Belarus is aiming to stop paying for Russian gas in US dollars and start using Belarusian rubles in its contracts with Gazprom.
This goal was included in the “Strategy for increasing faith in the national currency until 2035” which was compiled by the Belarusian government and National Bank and approved on January 3.
The Belarusian ruble, introduced in 1994, has suffered from chronic devaluation and at present has “completely stopped fulfilling the function of money”. As much as 60% of the transactions in the country are made using dollars. Due to double-digit inflation, dollars are used for contracts, payment amounts and savings, according to the document published by the Belarusian government.
This unfortunate outcome is the result of the government’s policy of constantly “printing” money, and its lack of dollar revenue. Monetary emissions have helped to prevent the collapse of important production chains, but as a result the government and Central Bank are facing “serious challenges” ensuring price stability, and accelerating economic growth has become impossible, the strategy states. Increasing faith in the Belarusian ruble is the primary task, which is “vitally important” for the economic model based on internal investments, the Council of Ministers and National Bank emphasize. In order to do so, as of 2020 Minsk will start to employ people using the national currency, and will transition to inflation targeting by 2021. The government will also start to restrict the use of foreign currency in the country.

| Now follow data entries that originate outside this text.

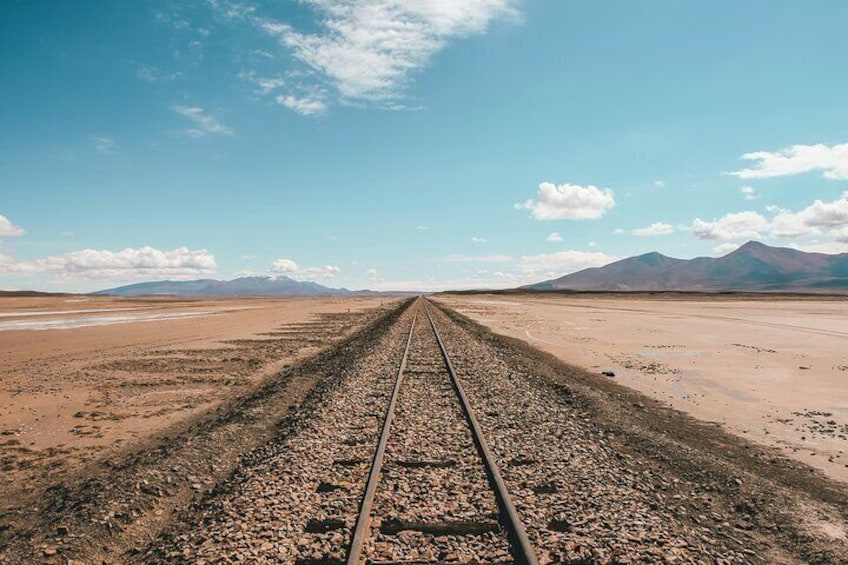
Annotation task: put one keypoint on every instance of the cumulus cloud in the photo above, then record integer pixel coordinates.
(8, 229)
(564, 262)
(840, 235)
(290, 268)
(832, 161)
(748, 192)
(569, 202)
(657, 228)
(204, 123)
(368, 50)
(128, 264)
(817, 218)
(731, 226)
(812, 219)
(304, 106)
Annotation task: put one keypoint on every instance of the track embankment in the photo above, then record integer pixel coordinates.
(594, 472)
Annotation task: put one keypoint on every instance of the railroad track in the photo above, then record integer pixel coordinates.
(441, 496)
(388, 465)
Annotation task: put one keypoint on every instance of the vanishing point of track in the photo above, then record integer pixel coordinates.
(520, 547)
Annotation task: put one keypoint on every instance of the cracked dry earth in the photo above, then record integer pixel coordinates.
(597, 472)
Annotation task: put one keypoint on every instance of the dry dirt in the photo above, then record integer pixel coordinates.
(84, 377)
(770, 369)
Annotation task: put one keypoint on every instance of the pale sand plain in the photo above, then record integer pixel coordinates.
(773, 370)
(83, 376)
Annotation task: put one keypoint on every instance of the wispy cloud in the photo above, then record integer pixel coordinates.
(304, 106)
(367, 51)
(105, 145)
(129, 264)
(204, 123)
(731, 226)
(569, 202)
(657, 228)
(563, 262)
(153, 74)
(832, 161)
(290, 268)
(8, 229)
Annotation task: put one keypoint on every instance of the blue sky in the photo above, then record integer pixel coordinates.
(412, 144)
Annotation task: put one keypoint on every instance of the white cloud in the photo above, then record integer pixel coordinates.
(840, 235)
(812, 219)
(105, 145)
(152, 74)
(478, 258)
(264, 85)
(569, 202)
(797, 159)
(8, 229)
(128, 264)
(726, 248)
(657, 228)
(205, 124)
(815, 219)
(748, 192)
(369, 50)
(564, 262)
(290, 268)
(304, 106)
(731, 226)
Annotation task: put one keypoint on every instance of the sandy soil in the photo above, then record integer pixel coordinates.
(771, 370)
(81, 377)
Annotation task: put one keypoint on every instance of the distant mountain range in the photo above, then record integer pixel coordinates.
(753, 267)
(244, 286)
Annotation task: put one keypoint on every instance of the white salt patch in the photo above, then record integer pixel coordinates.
(71, 323)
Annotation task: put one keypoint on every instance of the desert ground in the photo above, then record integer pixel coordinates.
(770, 369)
(84, 377)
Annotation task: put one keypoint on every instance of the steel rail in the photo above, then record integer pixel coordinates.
(515, 529)
(363, 521)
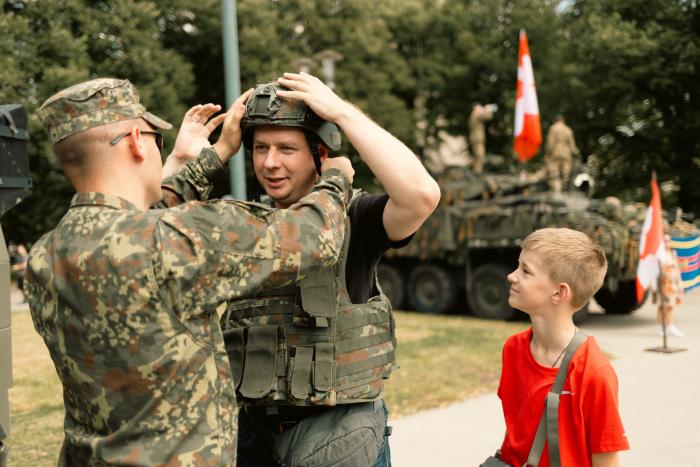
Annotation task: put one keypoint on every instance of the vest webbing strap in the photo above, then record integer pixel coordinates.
(301, 374)
(260, 361)
(363, 365)
(548, 429)
(362, 319)
(362, 342)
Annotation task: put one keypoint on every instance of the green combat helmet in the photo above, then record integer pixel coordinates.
(266, 108)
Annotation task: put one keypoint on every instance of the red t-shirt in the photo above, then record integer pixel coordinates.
(589, 421)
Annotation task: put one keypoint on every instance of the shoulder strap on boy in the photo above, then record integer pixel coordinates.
(549, 423)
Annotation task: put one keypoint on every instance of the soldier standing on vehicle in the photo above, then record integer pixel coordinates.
(477, 133)
(558, 157)
(311, 360)
(126, 297)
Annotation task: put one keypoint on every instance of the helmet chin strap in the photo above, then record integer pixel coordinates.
(318, 150)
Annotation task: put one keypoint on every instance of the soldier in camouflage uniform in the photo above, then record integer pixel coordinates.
(348, 426)
(127, 298)
(477, 133)
(558, 156)
(285, 155)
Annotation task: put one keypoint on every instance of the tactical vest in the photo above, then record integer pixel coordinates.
(307, 344)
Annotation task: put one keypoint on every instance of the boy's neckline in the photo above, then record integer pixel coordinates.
(551, 364)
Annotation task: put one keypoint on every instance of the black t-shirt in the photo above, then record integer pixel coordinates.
(368, 242)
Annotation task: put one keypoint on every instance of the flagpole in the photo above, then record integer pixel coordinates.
(662, 299)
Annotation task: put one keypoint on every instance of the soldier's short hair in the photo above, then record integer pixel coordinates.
(570, 256)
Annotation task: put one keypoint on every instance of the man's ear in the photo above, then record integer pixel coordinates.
(562, 294)
(136, 144)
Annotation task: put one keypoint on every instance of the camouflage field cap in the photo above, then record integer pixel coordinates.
(93, 103)
(266, 108)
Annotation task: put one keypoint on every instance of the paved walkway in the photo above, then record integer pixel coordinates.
(658, 400)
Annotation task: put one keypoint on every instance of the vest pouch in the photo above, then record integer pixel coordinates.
(300, 384)
(348, 435)
(324, 364)
(233, 340)
(260, 361)
(318, 295)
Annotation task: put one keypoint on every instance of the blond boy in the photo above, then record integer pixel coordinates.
(558, 271)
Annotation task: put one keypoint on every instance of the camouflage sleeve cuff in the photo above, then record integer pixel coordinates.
(195, 180)
(339, 180)
(209, 164)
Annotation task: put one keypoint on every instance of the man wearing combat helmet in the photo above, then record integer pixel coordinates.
(126, 297)
(309, 360)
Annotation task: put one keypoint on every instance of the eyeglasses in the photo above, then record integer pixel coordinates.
(158, 135)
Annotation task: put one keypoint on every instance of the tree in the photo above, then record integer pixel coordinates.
(48, 46)
(638, 66)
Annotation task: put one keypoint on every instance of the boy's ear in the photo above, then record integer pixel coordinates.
(562, 294)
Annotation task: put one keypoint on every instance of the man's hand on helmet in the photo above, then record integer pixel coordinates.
(314, 93)
(230, 139)
(341, 163)
(193, 136)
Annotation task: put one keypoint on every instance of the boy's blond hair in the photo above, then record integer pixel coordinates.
(572, 257)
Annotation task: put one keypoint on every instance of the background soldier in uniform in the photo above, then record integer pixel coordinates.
(126, 297)
(477, 133)
(558, 159)
(349, 340)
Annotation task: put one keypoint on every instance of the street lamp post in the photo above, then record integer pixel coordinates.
(232, 78)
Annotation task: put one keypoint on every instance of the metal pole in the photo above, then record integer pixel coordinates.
(232, 78)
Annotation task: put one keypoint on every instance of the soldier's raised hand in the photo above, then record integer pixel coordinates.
(230, 139)
(197, 125)
(314, 93)
(341, 163)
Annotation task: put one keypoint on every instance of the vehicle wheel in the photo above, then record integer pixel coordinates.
(392, 283)
(488, 292)
(621, 302)
(431, 289)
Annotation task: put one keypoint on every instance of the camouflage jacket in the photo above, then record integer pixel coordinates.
(127, 300)
(560, 141)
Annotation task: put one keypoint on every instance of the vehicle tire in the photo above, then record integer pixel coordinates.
(621, 302)
(392, 283)
(488, 292)
(431, 289)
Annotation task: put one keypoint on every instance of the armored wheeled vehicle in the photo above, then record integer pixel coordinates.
(468, 246)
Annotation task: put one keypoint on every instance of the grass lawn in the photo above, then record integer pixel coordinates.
(443, 359)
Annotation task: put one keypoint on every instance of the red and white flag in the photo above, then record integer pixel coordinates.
(651, 244)
(528, 134)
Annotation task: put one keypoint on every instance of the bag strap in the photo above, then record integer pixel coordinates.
(549, 422)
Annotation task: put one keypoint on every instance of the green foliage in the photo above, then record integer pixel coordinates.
(623, 72)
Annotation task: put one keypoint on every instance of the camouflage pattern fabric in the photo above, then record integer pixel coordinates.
(477, 136)
(558, 158)
(127, 300)
(93, 103)
(350, 347)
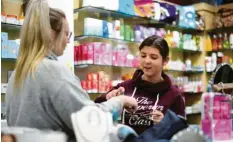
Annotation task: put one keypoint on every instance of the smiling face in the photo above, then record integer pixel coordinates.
(151, 61)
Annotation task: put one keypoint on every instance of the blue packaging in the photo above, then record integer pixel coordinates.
(105, 29)
(126, 6)
(4, 42)
(187, 17)
(11, 49)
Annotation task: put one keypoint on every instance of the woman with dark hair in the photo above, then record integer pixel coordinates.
(151, 87)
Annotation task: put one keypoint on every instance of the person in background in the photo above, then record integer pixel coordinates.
(151, 87)
(42, 93)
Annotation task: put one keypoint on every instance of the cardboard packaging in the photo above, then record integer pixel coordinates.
(4, 46)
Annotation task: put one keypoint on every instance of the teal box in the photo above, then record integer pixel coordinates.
(127, 32)
(11, 49)
(17, 50)
(4, 42)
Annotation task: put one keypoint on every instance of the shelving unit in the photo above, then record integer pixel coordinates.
(7, 63)
(110, 15)
(10, 26)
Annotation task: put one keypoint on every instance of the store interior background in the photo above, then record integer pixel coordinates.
(188, 69)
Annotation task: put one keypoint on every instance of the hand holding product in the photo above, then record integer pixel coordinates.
(115, 93)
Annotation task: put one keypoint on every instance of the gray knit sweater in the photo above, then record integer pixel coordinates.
(47, 101)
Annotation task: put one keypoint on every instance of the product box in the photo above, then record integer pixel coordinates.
(94, 85)
(90, 53)
(4, 44)
(117, 29)
(127, 33)
(122, 57)
(101, 85)
(93, 27)
(98, 47)
(187, 17)
(75, 55)
(12, 19)
(89, 82)
(3, 17)
(11, 49)
(216, 119)
(106, 57)
(105, 29)
(12, 7)
(80, 55)
(84, 85)
(84, 53)
(144, 8)
(127, 6)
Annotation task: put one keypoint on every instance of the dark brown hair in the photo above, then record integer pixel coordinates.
(158, 43)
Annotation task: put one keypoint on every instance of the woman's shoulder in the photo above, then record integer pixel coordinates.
(54, 69)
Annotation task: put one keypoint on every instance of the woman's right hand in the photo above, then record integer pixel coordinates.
(115, 92)
(129, 103)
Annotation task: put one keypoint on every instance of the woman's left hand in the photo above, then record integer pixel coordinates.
(157, 116)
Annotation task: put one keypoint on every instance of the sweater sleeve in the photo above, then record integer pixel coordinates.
(70, 98)
(178, 106)
(102, 98)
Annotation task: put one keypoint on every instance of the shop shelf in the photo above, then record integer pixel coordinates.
(221, 50)
(186, 72)
(186, 50)
(103, 13)
(8, 59)
(120, 41)
(87, 65)
(221, 30)
(94, 37)
(10, 26)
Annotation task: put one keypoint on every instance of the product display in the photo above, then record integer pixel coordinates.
(105, 52)
(216, 116)
(99, 82)
(9, 48)
(188, 85)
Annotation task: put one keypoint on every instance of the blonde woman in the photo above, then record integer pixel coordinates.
(42, 93)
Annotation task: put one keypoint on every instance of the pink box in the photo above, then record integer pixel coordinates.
(85, 53)
(98, 46)
(80, 54)
(216, 116)
(90, 53)
(106, 57)
(75, 55)
(84, 85)
(94, 87)
(122, 57)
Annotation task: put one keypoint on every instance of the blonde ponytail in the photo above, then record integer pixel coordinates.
(35, 39)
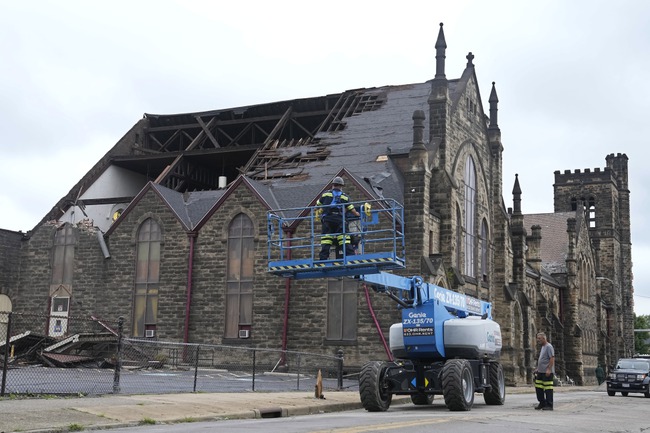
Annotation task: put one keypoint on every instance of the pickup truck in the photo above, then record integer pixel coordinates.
(629, 375)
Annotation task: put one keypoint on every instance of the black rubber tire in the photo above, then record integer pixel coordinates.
(458, 385)
(422, 399)
(496, 394)
(374, 397)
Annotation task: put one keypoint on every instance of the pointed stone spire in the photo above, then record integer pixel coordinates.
(441, 46)
(418, 154)
(469, 58)
(516, 196)
(494, 102)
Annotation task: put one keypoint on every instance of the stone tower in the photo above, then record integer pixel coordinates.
(605, 198)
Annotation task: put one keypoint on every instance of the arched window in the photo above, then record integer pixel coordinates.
(484, 251)
(63, 256)
(591, 213)
(147, 279)
(342, 309)
(239, 276)
(459, 239)
(61, 280)
(470, 217)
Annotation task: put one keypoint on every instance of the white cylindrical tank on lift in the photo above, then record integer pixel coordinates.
(469, 338)
(472, 338)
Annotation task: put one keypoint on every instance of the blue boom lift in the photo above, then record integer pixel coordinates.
(446, 344)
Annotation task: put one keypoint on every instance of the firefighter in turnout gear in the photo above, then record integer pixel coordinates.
(334, 204)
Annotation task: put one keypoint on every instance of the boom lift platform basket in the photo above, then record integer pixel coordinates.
(294, 241)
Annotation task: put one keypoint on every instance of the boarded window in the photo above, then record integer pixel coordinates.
(342, 309)
(239, 275)
(470, 217)
(63, 256)
(147, 278)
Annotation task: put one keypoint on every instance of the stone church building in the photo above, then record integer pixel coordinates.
(169, 229)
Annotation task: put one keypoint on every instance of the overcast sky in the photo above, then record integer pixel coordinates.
(571, 76)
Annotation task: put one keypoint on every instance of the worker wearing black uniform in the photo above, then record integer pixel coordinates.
(334, 204)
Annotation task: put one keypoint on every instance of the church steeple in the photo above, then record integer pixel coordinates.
(441, 46)
(516, 196)
(494, 102)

In particular, this will apply to gas contracts. “In order to increase faith in the Belarusian ruble, we propose to consider the matter of introducing changes to the agreement between the Government of the Republic of Belarus and the Government of the Russian Federation which exclude the option of making payments in foreign currency within the Republic of Belarus between residents for natural gas,” the document states. Once this decision has been approved by the government, the corresponding decree will need to be signed by President Alexander Lukashenko.
Belarus consumes roughly 20 billion cubic meters of Gazprom’s gas every year. Based on the average price of $160 per thousand cubic meters for former Soviet states (January-September 2019), this gas costs Minsk $3.2 billion per year.
In order to pay for the gas, Minsk is forced to hand over nearly a tenth of its dollar hard currency earned by exporting goods ($33.4 billion in 2018). However, Belarus has a negative balance of payments, in other words, the inflow of foreign currency is smaller than the outflow. The “gap” reached $7.4 billion in 2010, but by last year the government had managed to virtually eliminate it, thanks to external investments in the form of loans from Russia and the Eurasian Fund for Stabilization and Development.
The invigorating stream of foreign currency was interrupted after Minsk refused to integrate its currency system and state governance with Russia: not a cent of Russian money was included in Belarus’s budget for 2020.
In December, the Belarusian Finance Ministry took a $500 million loan from China, but this amount is not enough to cover all of its foreign debt obligations for 2020 ($2.6 billion in repayments and $1.2 billion in interest).
Belarus’s total foreign debt amounts to $16.5 billion, which is nearly double the country’s foreign currency reserves.